Pour « Les cowboys », je n’ai pas choisi de filmer des personnes en situation de handicaps mais j’ai accepté de le faire car je savais qu’on me donnait toute la liberté nécessaire pour créer. Donc à partir de cela, je place les deux films au même niveau car mon exigence artistique est la même.

« Hot-Dog » fut un film éprouvant et magique à réaliser par son caractère ambitieux. _ Les conditions climatiques étaient rudes et le travail était intense car il fallait filmer beaucoup de scènes en un temps record. C’était aussi mon premier grand projet avec une équipe et des moyens importants. Dans ce film, j’ai fait participer et jouer bon nombres des comédiens professionnels qui me suivent depuis presque 15 ans, des habitants rencontrés autour de l’île de Vassivière, ainsi que Istvan Borbas : le chef opérateur de Roy Andersson, un finlandais fou, des animaux vivants ou d’autres faux ou naturalisés, des chanteurs, des musiciens, un orchestre,… J’ai écrit le film en fonction du lieu, de ce qu’il me donnait à voir et à entendre. J’ai ensuite composé les scènes en fonction. Je voulais réaliser une grande explosion bruyante et absurde sur cette île silencieuse. Je pense que j’ai réussi !

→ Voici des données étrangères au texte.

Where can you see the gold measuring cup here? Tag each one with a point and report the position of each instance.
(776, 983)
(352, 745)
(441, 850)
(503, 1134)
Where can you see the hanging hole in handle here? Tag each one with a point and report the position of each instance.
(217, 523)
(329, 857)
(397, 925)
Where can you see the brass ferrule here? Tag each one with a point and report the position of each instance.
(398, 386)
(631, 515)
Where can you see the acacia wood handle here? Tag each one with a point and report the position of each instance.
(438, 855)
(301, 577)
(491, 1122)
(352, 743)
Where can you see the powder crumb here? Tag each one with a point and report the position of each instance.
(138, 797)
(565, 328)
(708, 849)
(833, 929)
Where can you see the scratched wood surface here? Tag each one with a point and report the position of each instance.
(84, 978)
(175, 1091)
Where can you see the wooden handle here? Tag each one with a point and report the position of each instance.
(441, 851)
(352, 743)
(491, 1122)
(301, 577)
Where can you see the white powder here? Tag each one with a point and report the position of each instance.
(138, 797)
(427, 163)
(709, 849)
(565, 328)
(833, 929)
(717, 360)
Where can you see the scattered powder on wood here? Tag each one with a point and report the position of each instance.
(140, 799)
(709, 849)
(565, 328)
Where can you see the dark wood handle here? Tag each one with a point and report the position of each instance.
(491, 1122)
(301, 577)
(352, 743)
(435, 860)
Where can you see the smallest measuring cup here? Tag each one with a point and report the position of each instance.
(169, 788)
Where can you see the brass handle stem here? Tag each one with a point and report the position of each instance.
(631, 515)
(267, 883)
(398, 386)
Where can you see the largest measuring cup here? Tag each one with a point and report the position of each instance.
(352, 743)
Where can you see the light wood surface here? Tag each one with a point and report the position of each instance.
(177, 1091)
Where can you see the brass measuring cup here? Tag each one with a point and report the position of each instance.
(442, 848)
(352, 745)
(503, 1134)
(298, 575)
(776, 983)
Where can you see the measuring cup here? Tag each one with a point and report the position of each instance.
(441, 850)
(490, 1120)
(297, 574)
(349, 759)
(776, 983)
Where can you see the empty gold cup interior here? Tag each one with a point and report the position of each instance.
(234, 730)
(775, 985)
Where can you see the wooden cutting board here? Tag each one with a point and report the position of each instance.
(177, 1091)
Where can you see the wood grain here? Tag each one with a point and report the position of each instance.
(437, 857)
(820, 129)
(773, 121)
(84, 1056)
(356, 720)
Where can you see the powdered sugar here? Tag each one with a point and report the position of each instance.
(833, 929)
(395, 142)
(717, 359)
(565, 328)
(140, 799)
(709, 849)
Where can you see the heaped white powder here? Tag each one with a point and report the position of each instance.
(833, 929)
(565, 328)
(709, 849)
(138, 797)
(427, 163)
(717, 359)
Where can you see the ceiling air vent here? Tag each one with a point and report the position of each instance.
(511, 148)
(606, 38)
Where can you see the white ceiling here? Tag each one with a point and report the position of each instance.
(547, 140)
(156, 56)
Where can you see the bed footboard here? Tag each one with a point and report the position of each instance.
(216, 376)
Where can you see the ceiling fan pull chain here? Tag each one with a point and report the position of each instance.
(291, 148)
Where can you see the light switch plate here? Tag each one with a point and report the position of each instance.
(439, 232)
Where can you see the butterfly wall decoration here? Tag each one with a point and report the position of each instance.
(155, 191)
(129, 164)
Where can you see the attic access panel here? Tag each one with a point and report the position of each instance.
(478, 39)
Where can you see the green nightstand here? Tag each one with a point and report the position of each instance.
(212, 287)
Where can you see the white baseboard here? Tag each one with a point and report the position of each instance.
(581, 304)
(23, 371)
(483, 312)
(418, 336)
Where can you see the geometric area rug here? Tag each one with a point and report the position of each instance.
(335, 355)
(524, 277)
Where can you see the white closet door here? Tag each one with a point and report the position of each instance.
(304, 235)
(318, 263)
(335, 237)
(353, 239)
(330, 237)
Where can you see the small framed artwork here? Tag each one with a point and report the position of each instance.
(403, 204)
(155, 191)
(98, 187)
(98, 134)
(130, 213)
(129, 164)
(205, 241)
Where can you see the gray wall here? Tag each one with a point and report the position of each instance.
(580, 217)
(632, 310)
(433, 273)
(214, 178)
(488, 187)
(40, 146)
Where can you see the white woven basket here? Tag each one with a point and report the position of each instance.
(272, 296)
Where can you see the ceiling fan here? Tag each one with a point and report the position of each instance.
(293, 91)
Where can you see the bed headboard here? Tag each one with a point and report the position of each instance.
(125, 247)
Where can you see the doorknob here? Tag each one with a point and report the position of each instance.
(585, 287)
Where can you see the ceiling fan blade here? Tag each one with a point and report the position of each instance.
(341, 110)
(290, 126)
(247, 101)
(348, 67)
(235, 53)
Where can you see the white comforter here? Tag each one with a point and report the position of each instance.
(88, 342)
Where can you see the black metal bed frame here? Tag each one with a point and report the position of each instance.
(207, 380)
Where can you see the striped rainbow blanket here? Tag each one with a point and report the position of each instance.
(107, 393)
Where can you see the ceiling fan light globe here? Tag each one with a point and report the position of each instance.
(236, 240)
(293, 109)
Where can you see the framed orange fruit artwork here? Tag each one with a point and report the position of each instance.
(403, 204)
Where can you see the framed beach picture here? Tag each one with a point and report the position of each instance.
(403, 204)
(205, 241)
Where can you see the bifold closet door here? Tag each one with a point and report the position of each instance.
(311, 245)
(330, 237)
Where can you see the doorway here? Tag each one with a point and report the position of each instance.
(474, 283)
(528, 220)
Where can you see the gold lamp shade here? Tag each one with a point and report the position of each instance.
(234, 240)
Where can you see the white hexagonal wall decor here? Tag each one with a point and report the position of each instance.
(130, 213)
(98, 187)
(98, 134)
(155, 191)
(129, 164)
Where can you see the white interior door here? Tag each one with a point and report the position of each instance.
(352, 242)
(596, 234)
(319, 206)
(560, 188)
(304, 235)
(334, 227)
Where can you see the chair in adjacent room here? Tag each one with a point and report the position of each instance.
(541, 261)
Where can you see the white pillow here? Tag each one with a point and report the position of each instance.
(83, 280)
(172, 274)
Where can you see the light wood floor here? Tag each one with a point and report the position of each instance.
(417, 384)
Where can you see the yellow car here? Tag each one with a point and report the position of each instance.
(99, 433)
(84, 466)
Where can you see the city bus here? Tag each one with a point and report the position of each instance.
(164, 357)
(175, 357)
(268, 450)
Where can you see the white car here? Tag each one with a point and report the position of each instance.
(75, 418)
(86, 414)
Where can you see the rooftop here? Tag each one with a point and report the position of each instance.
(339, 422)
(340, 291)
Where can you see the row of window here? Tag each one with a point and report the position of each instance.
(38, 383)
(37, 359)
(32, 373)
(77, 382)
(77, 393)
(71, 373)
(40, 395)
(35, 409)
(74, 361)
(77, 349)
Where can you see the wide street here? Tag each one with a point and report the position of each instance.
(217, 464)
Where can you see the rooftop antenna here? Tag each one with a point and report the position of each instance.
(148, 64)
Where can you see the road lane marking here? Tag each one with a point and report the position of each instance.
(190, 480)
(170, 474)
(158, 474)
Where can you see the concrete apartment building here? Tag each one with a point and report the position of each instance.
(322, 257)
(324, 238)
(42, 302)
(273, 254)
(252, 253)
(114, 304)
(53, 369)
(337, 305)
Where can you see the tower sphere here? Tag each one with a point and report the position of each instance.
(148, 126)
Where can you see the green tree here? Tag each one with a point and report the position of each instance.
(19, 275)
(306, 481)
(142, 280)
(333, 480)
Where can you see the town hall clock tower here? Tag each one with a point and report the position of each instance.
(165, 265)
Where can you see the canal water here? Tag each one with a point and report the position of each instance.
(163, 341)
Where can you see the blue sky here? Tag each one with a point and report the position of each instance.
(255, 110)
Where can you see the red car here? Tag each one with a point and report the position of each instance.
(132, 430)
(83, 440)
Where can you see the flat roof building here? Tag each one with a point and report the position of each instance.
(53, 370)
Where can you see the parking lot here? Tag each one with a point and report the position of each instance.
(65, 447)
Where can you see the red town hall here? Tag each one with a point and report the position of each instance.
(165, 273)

« Les cowboys » fut une surprise, une douceur, une découverte de personnalités incroyables. Il fallait créer sur le vif, rien n’était écrit, ni prédestiné. « Les cowboys » a pour origine le cadre du programme « Ecriture de lumière » et un partenariat avec le Centre d’hébergement et de vie sociale de l’AGENAIS. Lorsque l’association Pollen, artistes en résidence m’a proposé de réaliser un film avec des personnes handicapées adultes du centre de l’Agenais, j’ai accepté, ayant envie de sortir du cadre de l’institution et de contourner le sujet sur le handicap. Je voulais qu’on ne voit pas des « handicapés » à l’écran mais des personnages. Lorsque j’ai rencontré pour la première fois les participants du film, je les ai tout de suite imaginé habillé en cowboy … Le costume permet de donner une autre image de soi, de sortir du quotidien, d’amener du jeu et d’entrer dans une autre réalité. Chaque protagoniste pouvait en quelque sorte sortir de lui-même et chacun était transformé, grâce au costume, dans leur démarche, leurs gestes, leurs propos.

Et puis, j’ai demandé à ce que le groupe et l’équipe puissent vivre immergés pendant une semaine dans un lieu clos. Nous avons trouvé un magnifique poney-club juste à côté du CHVS (pour des questions de santé) et nous avons pu passer 6 jours habillés en cowboys du matin au soir plongés dans ce sublime décor rustique ! Voilà le point de départ du film : des costumes, un décor et quelques accessoires.
Ensuite, chaque scène a été pensée au moment du tournage suivant les possibilités de chacun. Les rôles se sont composés au fur et à mesure, suivant ce que chacun proposait par rapport à la mise en scène. J’ai donc pensé ce film en fonction des personnes avec lesquelles je travaillais, que je filmais, contrairement à « Hot-Dog ».
Aussi, un rôle primordial dans le film est le personnage du shérif qui est joué par un acteur professionnel (Jérôme Baëlen). Sa présence a permis de mettre en confiance le groupe sur le plateau et de le dynamiser. De plus, il est devenu le « souffleur » pour le texte (ce qui n’était pas prévu). Ce qui a donné un tout autre sens au texte dit…
L’imprévu suscite parfois du merveilleux.

 

Entretien réalisé dans le cadre de L’Été photographique de Lectoure, du 20 juillet au 22 septembre 2019.